From Spohn’s perspective, the labor market has really loosened up. He’s not alone.

“It seems like everybody we talk to, they are starving for skilled workers, they need people with good skills,” said Tom Crampton, an executive dean at Mott Community College in Flint, Michigan. Crampton focuses on manufacturing training – and he said expectations for today’s manufacturing worker are higher than they used to be.

“They want them to be good communicators, good problem solvers as well as having high end technical skills,” he said, especially in machining, welding, design and what he called “mechatronics” – people who can work with both mechanical and electrical components.

State and federal governments devote millions of dollars to helping unemployed workers get retrained – in Michigan, for example, the overall retraining budget is about $640 million this year.

Some of that goes to paying tuition at local community colleges. Across the Midwest, colleges say they are seeing vocational course fill up as the hiring need deepens.

Inside a welding lab at Richland Community College in Decatur, Illinois, Instructor Leo Suhre is keeping a careful eye on students learning to cut and weld metal.

Last year, the school only had enough shop space for 12 students in each welding class. When those slots were taken, the college began offering an additional section at midnight.

“We ran that first in the spring, and it started filling up, we ran it again in the summer – there’s a demand there,” said Douglas Brauer, a vice-president at Richland.

Enrollment for this course has increased 20 percent, and the midnight classes are now a regular fixture. Brauer said they’re especially popular with workers coming off second and third shifts at Caterpillar, one of Decatur’s largest employers. Now, the college is thinking about offering not just welding certification, but degree completion courses at midnight.

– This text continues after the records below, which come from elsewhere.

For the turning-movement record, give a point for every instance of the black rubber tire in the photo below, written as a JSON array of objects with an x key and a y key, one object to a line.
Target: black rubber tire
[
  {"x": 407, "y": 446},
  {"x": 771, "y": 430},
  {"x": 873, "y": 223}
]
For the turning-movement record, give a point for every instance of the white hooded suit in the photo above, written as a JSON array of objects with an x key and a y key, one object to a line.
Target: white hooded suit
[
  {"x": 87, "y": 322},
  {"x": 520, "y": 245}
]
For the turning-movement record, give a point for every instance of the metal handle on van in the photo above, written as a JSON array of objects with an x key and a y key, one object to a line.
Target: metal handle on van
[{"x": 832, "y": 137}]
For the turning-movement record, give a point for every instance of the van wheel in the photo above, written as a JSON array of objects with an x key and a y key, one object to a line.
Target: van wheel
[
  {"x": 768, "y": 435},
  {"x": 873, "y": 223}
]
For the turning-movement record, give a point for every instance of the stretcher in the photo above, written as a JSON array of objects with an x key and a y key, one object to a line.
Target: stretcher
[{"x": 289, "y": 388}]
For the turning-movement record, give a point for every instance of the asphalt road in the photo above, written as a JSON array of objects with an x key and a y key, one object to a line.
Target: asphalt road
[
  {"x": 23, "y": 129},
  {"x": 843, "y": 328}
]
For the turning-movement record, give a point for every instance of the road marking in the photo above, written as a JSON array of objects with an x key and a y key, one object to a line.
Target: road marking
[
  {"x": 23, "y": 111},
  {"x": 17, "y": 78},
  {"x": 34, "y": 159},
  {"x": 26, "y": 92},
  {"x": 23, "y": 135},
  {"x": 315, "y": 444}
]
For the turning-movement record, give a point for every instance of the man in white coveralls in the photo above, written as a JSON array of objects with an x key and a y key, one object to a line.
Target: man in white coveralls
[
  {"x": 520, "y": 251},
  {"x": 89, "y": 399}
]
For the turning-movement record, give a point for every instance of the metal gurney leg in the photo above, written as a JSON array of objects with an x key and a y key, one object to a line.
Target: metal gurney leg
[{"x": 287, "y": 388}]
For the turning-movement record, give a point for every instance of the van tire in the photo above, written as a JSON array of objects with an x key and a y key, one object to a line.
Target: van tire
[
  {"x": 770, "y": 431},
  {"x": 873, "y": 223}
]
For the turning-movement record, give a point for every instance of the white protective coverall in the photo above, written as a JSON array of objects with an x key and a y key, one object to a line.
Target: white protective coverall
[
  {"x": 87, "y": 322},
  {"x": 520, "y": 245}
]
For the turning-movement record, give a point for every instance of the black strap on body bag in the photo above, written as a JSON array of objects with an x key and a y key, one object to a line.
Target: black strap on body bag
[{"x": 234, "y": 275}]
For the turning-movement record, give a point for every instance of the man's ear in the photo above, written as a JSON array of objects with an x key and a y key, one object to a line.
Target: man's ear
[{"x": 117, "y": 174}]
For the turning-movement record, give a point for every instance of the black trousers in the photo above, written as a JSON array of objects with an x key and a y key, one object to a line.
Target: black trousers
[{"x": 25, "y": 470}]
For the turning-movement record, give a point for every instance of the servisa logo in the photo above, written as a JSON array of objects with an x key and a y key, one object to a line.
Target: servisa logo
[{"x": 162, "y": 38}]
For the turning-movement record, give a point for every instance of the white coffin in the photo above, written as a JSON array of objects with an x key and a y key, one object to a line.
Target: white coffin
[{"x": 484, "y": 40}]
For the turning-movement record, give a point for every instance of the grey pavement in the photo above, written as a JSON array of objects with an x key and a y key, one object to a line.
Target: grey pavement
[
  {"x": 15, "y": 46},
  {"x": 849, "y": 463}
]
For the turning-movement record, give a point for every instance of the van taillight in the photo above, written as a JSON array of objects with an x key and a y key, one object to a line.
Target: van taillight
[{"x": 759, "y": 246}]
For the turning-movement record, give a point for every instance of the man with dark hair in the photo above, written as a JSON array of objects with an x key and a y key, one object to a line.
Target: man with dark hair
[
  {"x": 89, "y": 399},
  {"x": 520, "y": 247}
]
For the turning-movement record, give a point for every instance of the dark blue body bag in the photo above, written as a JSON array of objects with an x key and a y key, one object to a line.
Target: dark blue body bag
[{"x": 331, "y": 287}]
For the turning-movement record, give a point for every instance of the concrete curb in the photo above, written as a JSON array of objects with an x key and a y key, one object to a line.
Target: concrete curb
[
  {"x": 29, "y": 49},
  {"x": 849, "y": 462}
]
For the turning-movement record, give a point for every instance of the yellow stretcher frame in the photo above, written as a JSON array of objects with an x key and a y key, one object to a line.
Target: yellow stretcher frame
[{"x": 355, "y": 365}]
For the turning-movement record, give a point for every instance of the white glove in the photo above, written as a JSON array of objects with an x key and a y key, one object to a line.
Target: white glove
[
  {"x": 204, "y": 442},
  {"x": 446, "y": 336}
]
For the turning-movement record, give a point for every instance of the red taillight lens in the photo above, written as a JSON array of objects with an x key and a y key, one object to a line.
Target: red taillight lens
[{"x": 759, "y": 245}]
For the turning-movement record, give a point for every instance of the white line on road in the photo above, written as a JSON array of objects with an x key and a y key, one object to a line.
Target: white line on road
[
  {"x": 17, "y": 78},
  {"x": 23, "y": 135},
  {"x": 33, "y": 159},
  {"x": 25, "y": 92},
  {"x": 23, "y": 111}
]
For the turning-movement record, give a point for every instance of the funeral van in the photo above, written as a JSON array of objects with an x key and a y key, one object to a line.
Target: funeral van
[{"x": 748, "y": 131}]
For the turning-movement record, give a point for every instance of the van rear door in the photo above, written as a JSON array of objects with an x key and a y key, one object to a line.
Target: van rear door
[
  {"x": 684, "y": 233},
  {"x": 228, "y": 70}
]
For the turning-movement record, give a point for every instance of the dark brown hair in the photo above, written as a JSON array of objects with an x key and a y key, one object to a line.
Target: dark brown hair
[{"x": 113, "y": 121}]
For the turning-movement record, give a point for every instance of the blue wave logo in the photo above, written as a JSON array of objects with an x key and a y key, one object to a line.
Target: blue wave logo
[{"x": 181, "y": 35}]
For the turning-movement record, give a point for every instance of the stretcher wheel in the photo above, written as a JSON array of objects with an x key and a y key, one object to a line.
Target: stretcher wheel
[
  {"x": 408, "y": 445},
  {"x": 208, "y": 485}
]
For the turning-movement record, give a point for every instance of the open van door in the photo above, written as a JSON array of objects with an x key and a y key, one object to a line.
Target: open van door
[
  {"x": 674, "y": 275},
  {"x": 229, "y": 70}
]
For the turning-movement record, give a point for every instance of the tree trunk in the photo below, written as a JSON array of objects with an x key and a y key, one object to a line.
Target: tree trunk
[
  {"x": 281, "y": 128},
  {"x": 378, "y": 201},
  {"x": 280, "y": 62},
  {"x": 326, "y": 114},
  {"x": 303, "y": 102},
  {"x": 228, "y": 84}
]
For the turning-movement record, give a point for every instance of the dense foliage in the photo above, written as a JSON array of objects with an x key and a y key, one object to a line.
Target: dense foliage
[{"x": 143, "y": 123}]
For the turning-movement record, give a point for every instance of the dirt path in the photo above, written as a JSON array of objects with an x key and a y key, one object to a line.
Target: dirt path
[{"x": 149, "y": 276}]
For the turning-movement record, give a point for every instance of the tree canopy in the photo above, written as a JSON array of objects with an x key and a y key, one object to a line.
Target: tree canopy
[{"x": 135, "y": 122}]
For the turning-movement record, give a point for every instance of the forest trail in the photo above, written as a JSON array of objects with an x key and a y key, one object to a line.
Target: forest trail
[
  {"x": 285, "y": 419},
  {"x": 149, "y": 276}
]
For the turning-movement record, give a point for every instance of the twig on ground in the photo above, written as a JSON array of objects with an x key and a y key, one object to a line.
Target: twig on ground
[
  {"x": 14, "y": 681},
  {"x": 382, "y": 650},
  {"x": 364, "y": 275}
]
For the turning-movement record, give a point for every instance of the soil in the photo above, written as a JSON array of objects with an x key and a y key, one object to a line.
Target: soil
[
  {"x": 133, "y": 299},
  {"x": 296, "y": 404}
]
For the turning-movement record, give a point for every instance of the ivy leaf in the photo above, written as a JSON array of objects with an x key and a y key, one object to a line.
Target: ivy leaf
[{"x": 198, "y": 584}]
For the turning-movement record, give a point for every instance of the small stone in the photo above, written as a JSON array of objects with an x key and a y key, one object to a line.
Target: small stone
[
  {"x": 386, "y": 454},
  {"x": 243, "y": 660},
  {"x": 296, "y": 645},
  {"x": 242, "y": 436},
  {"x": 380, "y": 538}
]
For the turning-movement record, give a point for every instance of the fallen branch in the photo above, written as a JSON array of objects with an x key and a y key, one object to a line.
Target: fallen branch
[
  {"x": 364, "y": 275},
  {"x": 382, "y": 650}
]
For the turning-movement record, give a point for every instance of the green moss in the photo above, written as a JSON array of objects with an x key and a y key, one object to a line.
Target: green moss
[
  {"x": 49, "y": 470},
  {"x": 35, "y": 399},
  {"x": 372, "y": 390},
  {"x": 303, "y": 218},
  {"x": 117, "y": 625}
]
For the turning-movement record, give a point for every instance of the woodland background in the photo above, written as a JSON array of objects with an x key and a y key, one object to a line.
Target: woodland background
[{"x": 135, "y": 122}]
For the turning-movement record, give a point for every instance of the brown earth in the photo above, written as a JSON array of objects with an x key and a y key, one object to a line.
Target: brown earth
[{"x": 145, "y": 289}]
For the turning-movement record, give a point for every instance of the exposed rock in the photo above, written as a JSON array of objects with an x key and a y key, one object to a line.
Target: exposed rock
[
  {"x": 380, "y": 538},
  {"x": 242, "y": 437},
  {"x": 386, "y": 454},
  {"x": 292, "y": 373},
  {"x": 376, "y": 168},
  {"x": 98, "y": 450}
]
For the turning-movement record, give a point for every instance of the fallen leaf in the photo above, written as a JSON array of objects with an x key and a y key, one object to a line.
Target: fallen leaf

It’s also just authorized the building of a new workplace training center that will more allow it to more than double the size of its vocational classes.

Nationally, the jobless rate within manufacturing has dropped from a high of 13 percent in January 2010 to just under 8 percent.

One of the greatest needs is for machinists – specifically, computerized numerical control – or CNC – operators.

“CNC machinists are red hot right now,” Daley College’s Ray Prendergast. Daley College has had a 137 percent enrollment increase between the fall of 2010 and 2011. Often, Prendergast said, his students are getting employment offers even before they graduate. At Humboldt College, the placement rate for jobs is 100 percent, he said.

In Skokie, Illinois, Symbol Job Training is a for-profit school that focuses solely on training machinists in CNC machinery, the standard on factory floors these days.

Student John Zawojski is a few months into the program. He had worked in warehousing for years, but got laid off, and hasn’t been able to find the same pay rates he used to get. He’s hoping that a CNC certification will change that.

Zawojski hadn’t heard of machining until the employment office told him it could be a good career – and said it would pay his tuition.

“I had no idea how to do any of this,” he told me as he punched codes into the control pad. “Now, I’m pretty good at it. I can actually make parts.”

Back in Flint, Crampton, from Mott Community College, says the conventional wisdom is that there aren’t any manufacturing jobs. The real problem, according to Crampton, is that there are pipeline issues: not just meeting today’s demand, but tomorrow’s, too.